# Snarky with other dogs



## Stacey (Oct 30, 2012)

My female Vizsla (1.5 years) has recently (last two months) become snarky with dogs she doesn't know. I was very diligent to socialize her well when she was a puppy to try and prevent this behaviour. If other dogs sniff her too long she starts to show her teeth and growel. Dogs she knows she has no issues with. I always address the behaviour by telling her "bad girl" but this isn't working. Any suggestions on how to rectify the issue?


----------



## marathonman (Jan 15, 2013)

Sounds like she's letting the strange dog know her boundaries. I think it's up to you to avoid prolonged situations. Are the dogs on or off leash when this is happening? If on leash you should just do a quick pass and then keep moving. Really, the same works for off leash.


----------



## redbirddog (Apr 23, 2010)

Stacey,

*Too long* is the key word. A quick "hi, how are you?" sniff is acceptable for a female. 
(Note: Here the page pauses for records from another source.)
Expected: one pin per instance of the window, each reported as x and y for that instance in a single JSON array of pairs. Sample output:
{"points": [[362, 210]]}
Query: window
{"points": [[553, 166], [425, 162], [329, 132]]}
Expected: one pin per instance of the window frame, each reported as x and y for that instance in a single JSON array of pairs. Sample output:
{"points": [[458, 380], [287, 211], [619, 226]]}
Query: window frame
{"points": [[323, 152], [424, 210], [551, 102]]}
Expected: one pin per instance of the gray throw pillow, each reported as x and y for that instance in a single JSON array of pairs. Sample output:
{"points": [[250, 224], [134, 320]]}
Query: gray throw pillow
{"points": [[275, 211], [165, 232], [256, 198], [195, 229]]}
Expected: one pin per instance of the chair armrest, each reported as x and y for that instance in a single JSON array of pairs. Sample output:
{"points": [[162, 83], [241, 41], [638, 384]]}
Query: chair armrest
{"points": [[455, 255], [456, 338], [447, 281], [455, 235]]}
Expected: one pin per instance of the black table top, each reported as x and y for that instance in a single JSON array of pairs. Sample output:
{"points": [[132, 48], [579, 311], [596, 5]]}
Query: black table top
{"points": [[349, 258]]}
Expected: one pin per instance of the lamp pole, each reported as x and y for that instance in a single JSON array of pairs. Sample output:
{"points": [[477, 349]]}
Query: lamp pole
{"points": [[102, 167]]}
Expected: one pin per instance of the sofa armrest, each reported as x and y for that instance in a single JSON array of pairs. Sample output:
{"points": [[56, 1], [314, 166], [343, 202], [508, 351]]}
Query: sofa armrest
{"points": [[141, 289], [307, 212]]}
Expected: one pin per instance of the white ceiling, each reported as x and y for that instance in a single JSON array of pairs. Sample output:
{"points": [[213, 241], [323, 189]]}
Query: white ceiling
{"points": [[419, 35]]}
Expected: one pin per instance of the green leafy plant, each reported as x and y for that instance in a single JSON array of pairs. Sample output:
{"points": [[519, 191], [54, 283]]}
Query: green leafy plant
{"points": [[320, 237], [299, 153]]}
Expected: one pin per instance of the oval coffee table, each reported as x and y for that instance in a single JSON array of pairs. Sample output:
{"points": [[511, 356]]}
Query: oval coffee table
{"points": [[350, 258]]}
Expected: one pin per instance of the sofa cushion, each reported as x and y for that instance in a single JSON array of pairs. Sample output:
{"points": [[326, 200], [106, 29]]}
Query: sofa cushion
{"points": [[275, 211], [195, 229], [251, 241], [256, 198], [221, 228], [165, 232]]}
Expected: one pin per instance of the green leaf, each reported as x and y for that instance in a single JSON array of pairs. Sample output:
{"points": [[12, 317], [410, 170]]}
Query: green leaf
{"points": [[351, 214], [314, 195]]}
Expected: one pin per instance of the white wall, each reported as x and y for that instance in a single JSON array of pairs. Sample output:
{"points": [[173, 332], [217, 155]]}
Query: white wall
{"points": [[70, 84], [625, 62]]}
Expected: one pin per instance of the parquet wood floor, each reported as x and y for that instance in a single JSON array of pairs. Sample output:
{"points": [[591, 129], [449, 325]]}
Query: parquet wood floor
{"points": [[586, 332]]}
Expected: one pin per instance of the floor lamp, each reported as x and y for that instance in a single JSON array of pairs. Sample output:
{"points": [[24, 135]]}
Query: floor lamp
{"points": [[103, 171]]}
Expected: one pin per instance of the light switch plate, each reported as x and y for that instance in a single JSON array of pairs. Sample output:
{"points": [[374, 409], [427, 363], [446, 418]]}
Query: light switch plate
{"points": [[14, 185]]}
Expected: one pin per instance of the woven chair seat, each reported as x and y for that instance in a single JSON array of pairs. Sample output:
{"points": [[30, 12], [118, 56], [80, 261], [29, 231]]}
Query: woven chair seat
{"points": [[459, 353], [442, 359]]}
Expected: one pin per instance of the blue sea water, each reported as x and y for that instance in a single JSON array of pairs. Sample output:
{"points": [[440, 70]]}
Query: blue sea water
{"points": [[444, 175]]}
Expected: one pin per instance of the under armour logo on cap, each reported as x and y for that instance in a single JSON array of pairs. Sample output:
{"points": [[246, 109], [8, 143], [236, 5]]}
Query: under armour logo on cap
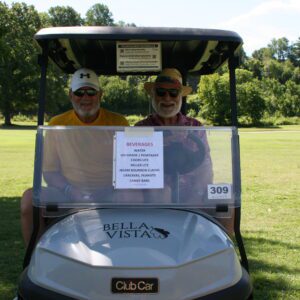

More than that and your girl has every right to her personal space and to tell the other dog "ENOUGH" in no uncertain terms. Dogs get it quick enough. Quicker than human males. ??? 

Just keep her moving and not standing around when you can. Harder to sniff a moving target.

When I met a friend on the trail it is 1/2 minute "Hi and Bye", or "Come walk with us."

Pointers are not "stand around dogs" like labs.


RBD


----------



## MilesMom (Jun 21, 2012)

My friend's female Vizsla does this too. Anything more than 5 seconds, and the other dog will get a bark and growl. Ours have learned to give her space when it comes to sniffing.


----------



## Ozkar (Jul 4, 2011)

Not restricted to bitches either. Astro needs slow intros or the other dog ends up on it's arse. He never breaks skin, just muscles them to the ground till they get the message. Half an hour later, He'll be playing with them.

As RBD says, best intros are while walking.


----------